Every DAW has an internal graph of how everything is routed together: the
waves you put on your timeline, every effect and synth, etc. I just want that
graph to be exposed, visible, and freely modifiable.

The problem is that DAW makers and users seem very attached to interface
elements that are somewhat incompatible with this paradigm: mostly the track
mixer and "insert effects". This requires the DAW to manage the routing behind
closed curtains and hide everything behind layers of abstraction that I
consider unnecessary and often opaque.

There's a variety of weird tradeoffs that are made to get modularity while
still having these traditional features, like per-track modular views (eg.
presonus), modular views contained inside plugins (eg. bidule, reaktor).
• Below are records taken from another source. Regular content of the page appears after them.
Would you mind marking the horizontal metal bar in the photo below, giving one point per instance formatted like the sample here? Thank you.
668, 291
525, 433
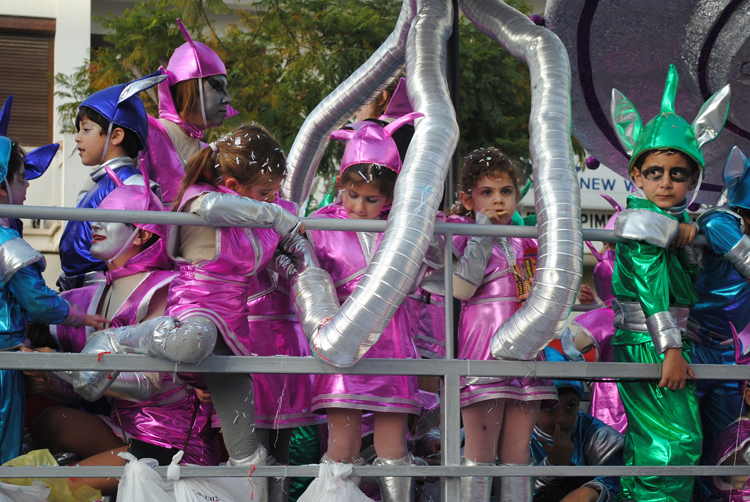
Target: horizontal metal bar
189, 219
376, 471
311, 365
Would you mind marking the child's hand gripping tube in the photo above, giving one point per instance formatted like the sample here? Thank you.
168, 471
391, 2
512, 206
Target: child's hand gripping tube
226, 208
316, 303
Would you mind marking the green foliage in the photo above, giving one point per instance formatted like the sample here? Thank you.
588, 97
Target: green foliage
285, 56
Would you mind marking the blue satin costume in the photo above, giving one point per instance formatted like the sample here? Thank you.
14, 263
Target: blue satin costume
723, 297
24, 296
76, 259
596, 443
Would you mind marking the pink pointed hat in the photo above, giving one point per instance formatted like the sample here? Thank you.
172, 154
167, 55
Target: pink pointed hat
372, 143
190, 60
604, 270
135, 198
399, 104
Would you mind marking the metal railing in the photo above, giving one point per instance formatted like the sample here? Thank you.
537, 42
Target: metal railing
451, 370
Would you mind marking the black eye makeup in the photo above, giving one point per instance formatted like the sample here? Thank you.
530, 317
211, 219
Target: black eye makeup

While
these are nice in their own way, I find that nothing can replace a global,
freely modular view. The bee's knees is when you can nest it arbitrarily like
Reaktor does (as a plugin). If I want a mixer, I can place it myself in the
modular view.

Does any DAW do this? So far I'm using Buzz, which pulls this off perfectly,
but has its own limitations (no good pianoroll, no arbitrary timeline
placement...). From my rather extended foray into the topic, I've found that
Mulab seems to fit the bill, though I'm not sure. Some software like Max/MSP,
PureData, and Usine are 100% centered on modularity, but they cheap out on the
"timeline" aspect, which I find very important when I'm working with lots of
samples and video.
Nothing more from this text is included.